La raíz del problema se halla en el éxodo rural iniciado en los pasados 60, que ha provocado la ascendente despoblación y envejecimiento de los lugareños de muchos pueblos leoneses; han desaparecido, de esta suerte, labores comunales y obligaciones individuales, arbitradas por los concejos. Los pueblos anteriormente mencionados no cuentan apenas con población; entre 40 y 150 habitantes oscila el número de empadronados. En estas circunstancias todo se fía a la administración. En puridad, el tema del fuego tenía que ser un asunto de evaluación profunda por parte de los partidos políticos, pues carecemos de un debate y análisis serenos sobre si la estrategia y medios actuales, así como si la contratación y rendimiento de parte de los mismos son mejorables.

Sin olvidar nuestro compromiso de ciudadanos. Por poner un caso, uno de los grandes inconvenientes para atajar un fuego es el tener que dar prioridad (por supuesto, imprescindible) a la seguridad de la población, dado el estado de sus entornos, en ocasiones con la maleza invadiendo puertas y ventanas. Si en los pueblos se asumiese la obligatoriedad de mantener en buen estado los espacios urbanos y las fincas particulares, en los extremos que contempla la orden autonómica FYM 510 / 2013, concretamente con la dotación de una franja de 25 m de ancho, libre de vegetación y con la masa arbórea aclarada, partiríamos de una situación aventajada y de ‘autoprotección’. Igualmente, si se llevasen a cabo las medidas recogidas en los Planes de Ámbito Local (del Infocal) ante emergencias por incendios forestales. Así lo reconocen los responsables técnicos, como el jefe, en León, de la Sección de Defensa del Medio Natural, Pedro Bécares.

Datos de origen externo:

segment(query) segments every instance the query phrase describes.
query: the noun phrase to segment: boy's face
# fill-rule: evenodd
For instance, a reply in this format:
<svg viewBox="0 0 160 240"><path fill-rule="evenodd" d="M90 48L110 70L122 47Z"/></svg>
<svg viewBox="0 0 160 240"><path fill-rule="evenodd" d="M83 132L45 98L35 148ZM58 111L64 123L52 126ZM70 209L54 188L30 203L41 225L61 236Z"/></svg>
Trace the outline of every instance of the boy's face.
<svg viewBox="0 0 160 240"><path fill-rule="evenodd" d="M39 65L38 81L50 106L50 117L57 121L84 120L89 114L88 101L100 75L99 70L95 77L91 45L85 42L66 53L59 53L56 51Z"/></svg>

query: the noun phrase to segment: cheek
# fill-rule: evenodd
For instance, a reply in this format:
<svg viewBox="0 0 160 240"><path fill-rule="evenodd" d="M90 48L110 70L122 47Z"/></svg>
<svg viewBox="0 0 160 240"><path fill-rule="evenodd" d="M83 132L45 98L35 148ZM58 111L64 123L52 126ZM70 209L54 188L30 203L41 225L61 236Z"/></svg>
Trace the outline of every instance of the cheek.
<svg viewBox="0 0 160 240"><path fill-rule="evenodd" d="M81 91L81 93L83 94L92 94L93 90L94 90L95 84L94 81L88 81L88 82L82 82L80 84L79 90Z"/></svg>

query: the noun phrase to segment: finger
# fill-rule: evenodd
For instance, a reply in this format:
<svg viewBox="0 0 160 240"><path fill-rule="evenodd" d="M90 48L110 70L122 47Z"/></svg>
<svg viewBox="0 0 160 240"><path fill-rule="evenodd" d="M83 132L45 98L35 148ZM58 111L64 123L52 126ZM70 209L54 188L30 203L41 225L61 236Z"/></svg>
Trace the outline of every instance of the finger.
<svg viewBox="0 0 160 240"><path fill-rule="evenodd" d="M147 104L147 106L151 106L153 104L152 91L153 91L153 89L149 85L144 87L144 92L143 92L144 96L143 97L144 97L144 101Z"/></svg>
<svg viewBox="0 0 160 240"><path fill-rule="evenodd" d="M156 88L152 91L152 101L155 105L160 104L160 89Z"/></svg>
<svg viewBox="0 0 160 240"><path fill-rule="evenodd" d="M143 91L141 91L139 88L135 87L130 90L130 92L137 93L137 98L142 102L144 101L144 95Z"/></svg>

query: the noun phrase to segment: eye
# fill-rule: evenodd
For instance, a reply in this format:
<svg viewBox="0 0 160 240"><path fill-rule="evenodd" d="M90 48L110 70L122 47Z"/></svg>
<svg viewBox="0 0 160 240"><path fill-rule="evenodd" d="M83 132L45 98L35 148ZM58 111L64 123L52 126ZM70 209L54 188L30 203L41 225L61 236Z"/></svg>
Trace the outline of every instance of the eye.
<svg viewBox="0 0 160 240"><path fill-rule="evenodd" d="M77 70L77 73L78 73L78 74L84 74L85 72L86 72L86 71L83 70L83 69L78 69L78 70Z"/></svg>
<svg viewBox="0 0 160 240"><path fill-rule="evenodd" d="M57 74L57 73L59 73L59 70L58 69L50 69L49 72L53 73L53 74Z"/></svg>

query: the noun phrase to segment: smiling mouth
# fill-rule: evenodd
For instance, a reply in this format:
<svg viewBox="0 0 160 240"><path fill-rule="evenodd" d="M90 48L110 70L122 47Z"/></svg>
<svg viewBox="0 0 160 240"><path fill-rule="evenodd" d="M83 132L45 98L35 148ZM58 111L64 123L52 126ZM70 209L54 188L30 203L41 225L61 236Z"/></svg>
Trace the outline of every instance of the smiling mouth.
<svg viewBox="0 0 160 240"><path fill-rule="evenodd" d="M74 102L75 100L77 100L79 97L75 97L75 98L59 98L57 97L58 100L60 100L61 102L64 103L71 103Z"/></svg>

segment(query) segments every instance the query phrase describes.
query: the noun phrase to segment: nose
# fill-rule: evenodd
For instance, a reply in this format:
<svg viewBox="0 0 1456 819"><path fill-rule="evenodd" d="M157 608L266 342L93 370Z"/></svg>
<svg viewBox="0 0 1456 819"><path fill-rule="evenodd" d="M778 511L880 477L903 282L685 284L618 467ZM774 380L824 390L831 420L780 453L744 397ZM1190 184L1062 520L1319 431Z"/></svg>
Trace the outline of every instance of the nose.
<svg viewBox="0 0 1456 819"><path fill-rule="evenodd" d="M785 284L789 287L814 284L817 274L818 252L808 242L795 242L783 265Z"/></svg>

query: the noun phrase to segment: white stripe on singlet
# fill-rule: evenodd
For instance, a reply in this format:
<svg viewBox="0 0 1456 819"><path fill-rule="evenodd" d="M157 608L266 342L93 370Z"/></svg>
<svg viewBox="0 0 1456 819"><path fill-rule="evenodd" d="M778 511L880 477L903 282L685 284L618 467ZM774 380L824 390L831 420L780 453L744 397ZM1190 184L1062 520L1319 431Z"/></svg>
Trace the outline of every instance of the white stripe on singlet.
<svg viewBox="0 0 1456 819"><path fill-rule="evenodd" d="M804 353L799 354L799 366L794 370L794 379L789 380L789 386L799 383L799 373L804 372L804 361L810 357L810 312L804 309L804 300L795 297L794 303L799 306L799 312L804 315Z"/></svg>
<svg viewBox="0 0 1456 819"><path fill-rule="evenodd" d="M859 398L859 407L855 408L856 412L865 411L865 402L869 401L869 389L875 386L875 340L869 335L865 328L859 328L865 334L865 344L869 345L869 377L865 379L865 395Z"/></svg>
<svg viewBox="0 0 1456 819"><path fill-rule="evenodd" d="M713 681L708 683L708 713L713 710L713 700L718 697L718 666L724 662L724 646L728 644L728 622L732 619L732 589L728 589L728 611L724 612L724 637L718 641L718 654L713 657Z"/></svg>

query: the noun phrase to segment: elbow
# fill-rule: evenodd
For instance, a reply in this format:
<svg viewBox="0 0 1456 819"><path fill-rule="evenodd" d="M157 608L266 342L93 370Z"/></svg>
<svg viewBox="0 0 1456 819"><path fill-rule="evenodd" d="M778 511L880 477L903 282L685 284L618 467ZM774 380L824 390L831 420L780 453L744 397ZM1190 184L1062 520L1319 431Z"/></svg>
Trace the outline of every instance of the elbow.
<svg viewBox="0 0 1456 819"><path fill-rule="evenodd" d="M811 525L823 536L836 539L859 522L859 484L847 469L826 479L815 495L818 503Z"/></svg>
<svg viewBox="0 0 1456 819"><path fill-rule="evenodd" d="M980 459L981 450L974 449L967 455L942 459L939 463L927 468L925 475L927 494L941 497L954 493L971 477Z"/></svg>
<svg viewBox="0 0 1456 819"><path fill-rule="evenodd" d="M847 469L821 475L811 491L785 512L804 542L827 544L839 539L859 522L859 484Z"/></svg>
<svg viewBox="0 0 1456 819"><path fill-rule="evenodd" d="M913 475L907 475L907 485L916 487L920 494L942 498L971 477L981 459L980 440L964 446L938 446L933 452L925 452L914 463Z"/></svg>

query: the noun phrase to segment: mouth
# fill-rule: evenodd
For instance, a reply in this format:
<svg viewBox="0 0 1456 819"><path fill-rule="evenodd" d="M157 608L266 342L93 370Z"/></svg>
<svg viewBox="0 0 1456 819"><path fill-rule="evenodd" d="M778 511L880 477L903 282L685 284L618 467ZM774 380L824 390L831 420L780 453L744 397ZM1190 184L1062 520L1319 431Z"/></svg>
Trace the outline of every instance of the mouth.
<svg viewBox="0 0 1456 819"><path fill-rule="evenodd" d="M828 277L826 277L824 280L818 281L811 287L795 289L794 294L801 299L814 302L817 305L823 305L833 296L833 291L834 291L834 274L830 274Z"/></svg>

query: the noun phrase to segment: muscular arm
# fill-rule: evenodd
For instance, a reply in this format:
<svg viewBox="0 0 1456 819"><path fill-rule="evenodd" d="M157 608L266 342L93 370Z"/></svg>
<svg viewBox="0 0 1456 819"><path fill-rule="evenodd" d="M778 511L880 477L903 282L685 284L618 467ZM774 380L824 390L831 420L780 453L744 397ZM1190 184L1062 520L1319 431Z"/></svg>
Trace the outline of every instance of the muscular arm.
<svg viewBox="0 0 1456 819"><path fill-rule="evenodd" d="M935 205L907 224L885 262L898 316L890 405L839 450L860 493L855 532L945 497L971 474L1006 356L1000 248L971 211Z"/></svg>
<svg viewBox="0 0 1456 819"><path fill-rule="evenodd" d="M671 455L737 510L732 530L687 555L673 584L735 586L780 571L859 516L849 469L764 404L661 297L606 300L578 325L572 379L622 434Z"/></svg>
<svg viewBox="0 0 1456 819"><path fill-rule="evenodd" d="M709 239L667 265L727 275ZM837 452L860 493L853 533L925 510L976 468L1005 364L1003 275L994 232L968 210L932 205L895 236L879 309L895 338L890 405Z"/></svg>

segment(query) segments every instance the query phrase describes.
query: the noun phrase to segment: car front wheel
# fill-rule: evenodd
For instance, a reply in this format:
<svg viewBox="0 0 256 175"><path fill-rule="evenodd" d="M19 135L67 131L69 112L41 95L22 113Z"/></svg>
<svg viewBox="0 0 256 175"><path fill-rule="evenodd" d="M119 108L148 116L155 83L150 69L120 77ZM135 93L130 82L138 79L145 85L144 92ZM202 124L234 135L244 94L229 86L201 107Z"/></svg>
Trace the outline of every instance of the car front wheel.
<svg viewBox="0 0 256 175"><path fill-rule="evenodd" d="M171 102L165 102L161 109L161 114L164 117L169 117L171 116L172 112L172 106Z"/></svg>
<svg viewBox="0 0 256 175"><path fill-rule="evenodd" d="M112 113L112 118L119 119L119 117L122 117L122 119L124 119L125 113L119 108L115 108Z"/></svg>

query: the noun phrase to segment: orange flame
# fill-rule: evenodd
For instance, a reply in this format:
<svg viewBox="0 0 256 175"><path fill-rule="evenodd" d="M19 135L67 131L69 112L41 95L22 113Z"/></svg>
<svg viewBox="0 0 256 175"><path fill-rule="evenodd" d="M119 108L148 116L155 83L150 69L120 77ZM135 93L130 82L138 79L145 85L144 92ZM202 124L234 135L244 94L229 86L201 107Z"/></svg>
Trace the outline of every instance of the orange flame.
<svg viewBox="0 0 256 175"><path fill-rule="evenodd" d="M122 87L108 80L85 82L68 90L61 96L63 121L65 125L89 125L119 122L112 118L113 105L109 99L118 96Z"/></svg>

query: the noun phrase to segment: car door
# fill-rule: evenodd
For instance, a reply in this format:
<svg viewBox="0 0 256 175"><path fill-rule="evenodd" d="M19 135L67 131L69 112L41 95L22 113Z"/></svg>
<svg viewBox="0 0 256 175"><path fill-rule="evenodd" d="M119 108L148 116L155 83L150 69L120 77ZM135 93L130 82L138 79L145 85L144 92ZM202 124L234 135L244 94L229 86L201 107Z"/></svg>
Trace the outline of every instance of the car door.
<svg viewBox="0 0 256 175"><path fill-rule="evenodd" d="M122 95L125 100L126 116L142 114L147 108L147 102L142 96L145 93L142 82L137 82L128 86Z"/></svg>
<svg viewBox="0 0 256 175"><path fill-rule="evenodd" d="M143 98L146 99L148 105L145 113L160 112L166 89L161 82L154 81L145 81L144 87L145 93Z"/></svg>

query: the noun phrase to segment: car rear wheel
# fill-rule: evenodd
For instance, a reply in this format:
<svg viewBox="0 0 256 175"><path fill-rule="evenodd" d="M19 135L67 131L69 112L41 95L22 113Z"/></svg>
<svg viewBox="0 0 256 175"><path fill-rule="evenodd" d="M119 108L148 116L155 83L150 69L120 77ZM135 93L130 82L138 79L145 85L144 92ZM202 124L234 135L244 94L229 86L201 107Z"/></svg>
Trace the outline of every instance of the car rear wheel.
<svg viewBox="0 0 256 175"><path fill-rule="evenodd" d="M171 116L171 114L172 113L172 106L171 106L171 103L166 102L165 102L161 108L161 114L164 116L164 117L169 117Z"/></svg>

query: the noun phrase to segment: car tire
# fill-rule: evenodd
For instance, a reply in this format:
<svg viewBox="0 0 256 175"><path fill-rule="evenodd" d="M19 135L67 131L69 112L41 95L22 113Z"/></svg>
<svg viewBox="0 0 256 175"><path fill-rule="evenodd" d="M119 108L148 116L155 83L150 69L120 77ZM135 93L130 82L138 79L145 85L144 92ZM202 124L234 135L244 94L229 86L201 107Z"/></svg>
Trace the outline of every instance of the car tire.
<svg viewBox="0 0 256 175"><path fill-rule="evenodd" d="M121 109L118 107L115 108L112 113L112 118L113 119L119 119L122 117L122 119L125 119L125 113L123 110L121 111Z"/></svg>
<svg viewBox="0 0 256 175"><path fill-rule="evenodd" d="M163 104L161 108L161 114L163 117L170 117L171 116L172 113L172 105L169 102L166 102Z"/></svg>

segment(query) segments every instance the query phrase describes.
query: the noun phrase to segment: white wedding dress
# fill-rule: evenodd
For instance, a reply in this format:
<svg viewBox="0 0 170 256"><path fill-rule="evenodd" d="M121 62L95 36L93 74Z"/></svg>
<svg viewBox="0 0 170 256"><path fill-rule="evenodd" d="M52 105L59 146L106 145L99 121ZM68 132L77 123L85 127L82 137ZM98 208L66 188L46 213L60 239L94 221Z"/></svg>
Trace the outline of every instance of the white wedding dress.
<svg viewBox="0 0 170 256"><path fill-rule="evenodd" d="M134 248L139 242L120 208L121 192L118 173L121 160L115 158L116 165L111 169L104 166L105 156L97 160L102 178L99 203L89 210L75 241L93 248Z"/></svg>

Sin la participación de ayuntamientos o juntas vecinales el anterior propósito es difícilmente realizable. Cabe preguntarse si poseen muchos pueblos la voluntad y los medios para cumplir tal orden, y si careciesen realmente de ellos cómo sería posible un convencimiento y una ayuda eficaz en cada caso para llevarlos a término. Testimoniamos, con el problema de los incendios, cuán grande es el perjuicio de la despoblación de los núcleos rurales y la incapacidad para su resurgimiento. Sería, empero, buena noticia que para enero de 2019 en León no hubiese, apenas, más tierra quemada.